Division of Epidemiology, Department of Internal Medicine, University of Utah, Salt Lake City, UT, USA.
BMC Genomics. 2018 Dec 20;19(1):953. doi: 10.1186/s12864-018-5236-2.
When genomics researchers design a high-throughput study to test for differential expression, some biological systems and research questions provide opportunities to use paired samples from subjects, and researchers can plan for a certain proportion of subjects to have paired samples. We consider the effect of this paired samples proportion on the statistical power of the study, using characteristics of both count (RNA-Seq) and continuous (microarray) expression data from a colorectal cancer study.

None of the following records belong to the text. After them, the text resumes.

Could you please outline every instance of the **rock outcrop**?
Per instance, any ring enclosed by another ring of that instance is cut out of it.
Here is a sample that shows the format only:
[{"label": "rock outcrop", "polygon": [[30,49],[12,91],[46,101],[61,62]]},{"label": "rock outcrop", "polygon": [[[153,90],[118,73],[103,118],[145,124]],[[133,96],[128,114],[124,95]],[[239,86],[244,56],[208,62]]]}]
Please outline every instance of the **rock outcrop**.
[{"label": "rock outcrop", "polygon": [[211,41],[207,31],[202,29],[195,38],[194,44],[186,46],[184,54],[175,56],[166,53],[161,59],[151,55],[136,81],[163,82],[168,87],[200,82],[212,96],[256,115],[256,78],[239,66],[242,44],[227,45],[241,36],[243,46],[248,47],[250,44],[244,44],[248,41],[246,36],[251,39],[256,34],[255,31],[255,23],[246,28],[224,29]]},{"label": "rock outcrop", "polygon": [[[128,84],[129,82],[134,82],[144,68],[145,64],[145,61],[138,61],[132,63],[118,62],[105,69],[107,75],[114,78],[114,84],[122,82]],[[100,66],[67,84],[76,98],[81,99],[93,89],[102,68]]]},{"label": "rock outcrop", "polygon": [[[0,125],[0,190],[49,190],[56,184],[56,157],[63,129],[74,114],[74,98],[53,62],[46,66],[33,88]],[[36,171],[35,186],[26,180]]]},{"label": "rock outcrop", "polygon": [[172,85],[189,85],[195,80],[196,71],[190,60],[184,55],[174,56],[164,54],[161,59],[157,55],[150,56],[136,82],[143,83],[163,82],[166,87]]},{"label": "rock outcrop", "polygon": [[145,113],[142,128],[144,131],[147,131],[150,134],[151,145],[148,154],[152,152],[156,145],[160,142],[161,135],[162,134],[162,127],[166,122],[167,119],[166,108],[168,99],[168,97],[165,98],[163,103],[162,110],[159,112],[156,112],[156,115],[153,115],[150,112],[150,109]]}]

We demonstrate that a higher proportion of subjects with paired samples yields higher statistical power, for various total numbers of samples, and for various strengths of subject-level confounding factors. In the design scenarios considered, the statistical power in a fully-paired design is substantially (and in many cases several times) greater than in an unpaired design.
For the many biological systems and research questions where paired samples are feasible and relevant, substantial statistical power gains can be achieved at the study design stage when genomics researchers plan on using paired samples from the largest possible proportion of subjects. Any cost savings in a study design with unpaired samples are likely accompanied by underpowered and possibly biased results.
当基因组学研究人员设计高通量研究来测试差异表达时,一些生物系统和研究问题提供了使用来自受试者的配对样本的机会,并且研究人员可以计划让一定比例的受试者具有配对样本。我们考虑了这种配对样本比例对研究统计功效的影响,使用了来自结直肠癌研究的计数(RNA-Seq)和连续(微阵列)表达数据的特征。
我们证明,对于各种总样本数量和各种受试者水平混杂因素的强度,具有更高比例配对样本的受试者具有更高的统计功效。在所考虑的设计方案中,完全配对设计的统计功效大大(在许多情况下是几次)高于非配对设计。
对于许多具有可行性和相关性的生物系统和研究问题,当基因组学研究人员计划从尽可能大的受试者比例中使用配对样本时,在研究设计阶段可以获得大量的统计功效增益。在没有配对样本的研究设计中节省的任何成本都可能伴随着统计功效不足和可能存在偏倚的结果。